Image Source: Advertising Age

or the Best Social Media Marketing Companies. No matter what type of agency you decide for your career do the research.  This was my starting point and my first glimpse into the world of marketing agencies.  What’s yours?

Nothing is Constant but Change

When I was a little girl, I knew that when I grew up I was going to be a doctor like my father.  I was always a Daddy’s girl – watching him tie his tie as he got ready for a day taking care of patients in his small town physician’s office in Kentucky, shining his shoes before he slipped them on and squeezing him as tightly as I could before he went to off to heal the world.  Days when dad would come home after making a house call to a bedridden patient were a special treat for me because that meant he was bringing his “medical bag”.

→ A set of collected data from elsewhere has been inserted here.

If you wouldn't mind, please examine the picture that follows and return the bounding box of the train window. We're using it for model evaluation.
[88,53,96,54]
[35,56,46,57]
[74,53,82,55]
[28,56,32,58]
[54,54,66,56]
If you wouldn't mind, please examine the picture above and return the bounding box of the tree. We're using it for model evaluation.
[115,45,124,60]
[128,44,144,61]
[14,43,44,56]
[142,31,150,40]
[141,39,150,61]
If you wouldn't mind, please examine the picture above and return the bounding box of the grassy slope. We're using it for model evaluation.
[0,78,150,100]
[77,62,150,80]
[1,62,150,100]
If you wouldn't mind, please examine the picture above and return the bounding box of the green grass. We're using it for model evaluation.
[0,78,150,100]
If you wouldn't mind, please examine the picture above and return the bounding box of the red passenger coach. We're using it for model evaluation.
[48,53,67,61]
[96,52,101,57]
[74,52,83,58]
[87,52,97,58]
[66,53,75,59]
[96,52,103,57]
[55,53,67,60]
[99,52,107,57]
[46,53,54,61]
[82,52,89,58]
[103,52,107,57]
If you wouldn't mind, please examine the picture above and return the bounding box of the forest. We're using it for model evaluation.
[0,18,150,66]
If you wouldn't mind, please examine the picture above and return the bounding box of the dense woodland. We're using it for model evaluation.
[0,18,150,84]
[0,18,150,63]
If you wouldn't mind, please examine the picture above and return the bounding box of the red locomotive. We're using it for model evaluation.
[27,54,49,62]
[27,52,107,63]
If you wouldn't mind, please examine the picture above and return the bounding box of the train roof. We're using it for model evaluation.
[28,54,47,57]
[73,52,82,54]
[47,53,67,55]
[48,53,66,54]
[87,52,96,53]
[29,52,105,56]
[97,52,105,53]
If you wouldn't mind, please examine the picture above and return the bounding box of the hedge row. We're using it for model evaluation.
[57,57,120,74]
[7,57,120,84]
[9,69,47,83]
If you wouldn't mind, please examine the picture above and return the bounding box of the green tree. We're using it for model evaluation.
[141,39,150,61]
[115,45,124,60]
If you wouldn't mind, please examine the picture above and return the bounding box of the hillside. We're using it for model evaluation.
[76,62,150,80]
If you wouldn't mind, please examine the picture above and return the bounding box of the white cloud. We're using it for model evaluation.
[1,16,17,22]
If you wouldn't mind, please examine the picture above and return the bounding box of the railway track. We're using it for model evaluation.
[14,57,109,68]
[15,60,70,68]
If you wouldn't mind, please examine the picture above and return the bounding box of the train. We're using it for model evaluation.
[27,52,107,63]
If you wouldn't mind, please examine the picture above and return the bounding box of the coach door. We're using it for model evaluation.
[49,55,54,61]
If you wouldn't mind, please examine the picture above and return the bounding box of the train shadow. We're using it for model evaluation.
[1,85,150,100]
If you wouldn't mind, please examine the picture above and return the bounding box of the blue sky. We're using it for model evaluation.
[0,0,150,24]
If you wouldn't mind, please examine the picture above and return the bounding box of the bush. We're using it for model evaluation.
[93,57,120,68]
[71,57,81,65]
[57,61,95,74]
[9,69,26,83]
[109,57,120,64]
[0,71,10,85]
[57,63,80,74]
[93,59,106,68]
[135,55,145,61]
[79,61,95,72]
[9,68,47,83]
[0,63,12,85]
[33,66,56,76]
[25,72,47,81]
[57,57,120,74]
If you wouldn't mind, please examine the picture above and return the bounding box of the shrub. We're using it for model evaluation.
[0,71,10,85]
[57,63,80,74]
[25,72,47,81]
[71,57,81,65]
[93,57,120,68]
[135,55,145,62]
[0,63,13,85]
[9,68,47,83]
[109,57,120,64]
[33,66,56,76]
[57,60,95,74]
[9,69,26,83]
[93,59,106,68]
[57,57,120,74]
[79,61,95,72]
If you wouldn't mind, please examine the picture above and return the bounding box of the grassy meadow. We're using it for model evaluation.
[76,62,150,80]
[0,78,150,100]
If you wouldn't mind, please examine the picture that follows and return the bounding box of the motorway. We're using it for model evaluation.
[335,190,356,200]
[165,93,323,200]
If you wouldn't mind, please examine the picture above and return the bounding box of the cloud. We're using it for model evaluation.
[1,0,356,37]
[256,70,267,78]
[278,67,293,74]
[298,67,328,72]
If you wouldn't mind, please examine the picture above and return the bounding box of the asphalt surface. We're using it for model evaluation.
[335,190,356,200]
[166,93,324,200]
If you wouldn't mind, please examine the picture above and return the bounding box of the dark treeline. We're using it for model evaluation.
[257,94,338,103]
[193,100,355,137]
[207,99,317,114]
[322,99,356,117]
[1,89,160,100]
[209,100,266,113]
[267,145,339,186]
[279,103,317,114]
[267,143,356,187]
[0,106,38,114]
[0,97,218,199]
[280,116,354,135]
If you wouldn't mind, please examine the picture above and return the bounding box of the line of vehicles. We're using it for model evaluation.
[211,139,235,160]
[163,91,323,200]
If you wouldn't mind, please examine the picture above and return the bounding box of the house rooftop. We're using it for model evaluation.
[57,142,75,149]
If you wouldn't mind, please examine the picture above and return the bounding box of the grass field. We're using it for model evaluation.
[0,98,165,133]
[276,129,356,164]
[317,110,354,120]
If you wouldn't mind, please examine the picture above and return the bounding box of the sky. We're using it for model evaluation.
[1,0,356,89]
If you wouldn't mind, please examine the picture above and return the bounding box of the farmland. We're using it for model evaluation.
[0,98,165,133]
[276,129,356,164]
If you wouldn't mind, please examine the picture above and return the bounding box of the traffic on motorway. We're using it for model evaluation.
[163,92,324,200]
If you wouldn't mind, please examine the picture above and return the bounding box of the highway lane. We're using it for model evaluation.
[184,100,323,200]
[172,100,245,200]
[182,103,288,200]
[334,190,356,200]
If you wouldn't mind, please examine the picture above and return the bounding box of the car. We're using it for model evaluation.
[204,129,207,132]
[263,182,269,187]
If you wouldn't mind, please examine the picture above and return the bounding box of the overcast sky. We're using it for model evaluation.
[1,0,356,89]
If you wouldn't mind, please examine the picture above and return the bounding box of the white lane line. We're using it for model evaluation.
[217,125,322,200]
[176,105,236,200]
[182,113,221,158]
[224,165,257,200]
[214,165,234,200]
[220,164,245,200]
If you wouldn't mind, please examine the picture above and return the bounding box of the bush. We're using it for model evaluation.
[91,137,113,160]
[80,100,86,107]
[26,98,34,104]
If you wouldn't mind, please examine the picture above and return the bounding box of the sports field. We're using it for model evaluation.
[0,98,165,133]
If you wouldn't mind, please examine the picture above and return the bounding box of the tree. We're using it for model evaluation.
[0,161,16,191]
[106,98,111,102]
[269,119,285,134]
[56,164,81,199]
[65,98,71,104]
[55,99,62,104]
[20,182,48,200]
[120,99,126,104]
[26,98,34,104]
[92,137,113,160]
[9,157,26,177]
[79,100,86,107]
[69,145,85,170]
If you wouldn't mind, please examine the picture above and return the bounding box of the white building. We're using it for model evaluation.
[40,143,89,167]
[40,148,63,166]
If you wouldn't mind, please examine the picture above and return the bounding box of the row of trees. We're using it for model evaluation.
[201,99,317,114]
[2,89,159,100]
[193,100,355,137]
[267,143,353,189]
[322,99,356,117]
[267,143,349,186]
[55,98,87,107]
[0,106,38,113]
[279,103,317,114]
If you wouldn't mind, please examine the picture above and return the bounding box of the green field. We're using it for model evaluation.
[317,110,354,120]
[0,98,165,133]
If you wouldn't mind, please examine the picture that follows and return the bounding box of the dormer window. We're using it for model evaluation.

I would gleefully open the leather clasp to reveal the glistening vials of liquid, alcohol prep pads, stethoscope and individually wrapped syringes.  Little did I know that my parents had different plans for my education.  As I entered my college years with hopes and dreams of entering the medical field one way or another, my parents sternly told me that I was NOT going to major in medicine or nursing but I was going to go into business. ~SHOCK~ As the somewhat obedient daughter, I obliged and finished with my Bachelors in Computer Information Systems which was the degree that I could complete as quickly as possible since I was forbidden to pursue the healthcare industry.

Source: www.

Source: www.

Being derailed from my original intentions left me a little lost in my career as I fell into a multitude of sales positions in numerous industries – pharmaceutical, medical and education.  These jobs led me to a management position within a small, private university in Chicago.  One of the mandatory criteria for landing the job as a manager was to achieve a Master’s degree.  With all of the degrees available to me, I decided to pursue a Master of Science in Marketing.  I figured it was the closest degree to sales and I could use these skills in my career.  After almost a year of working on my MS in Marketing, I have come to realize just how much I love the marketing industry.

This blog is a chronicle of my immersion into the world of Marketing Agencies, more specifically the pharmaceutical marketing agencies.  I anticipate that this blog may morph depending on my success into an agency but I’m going to keep it as authentic and organic as possible.  I guess we will see where this journey (and blog) takes me.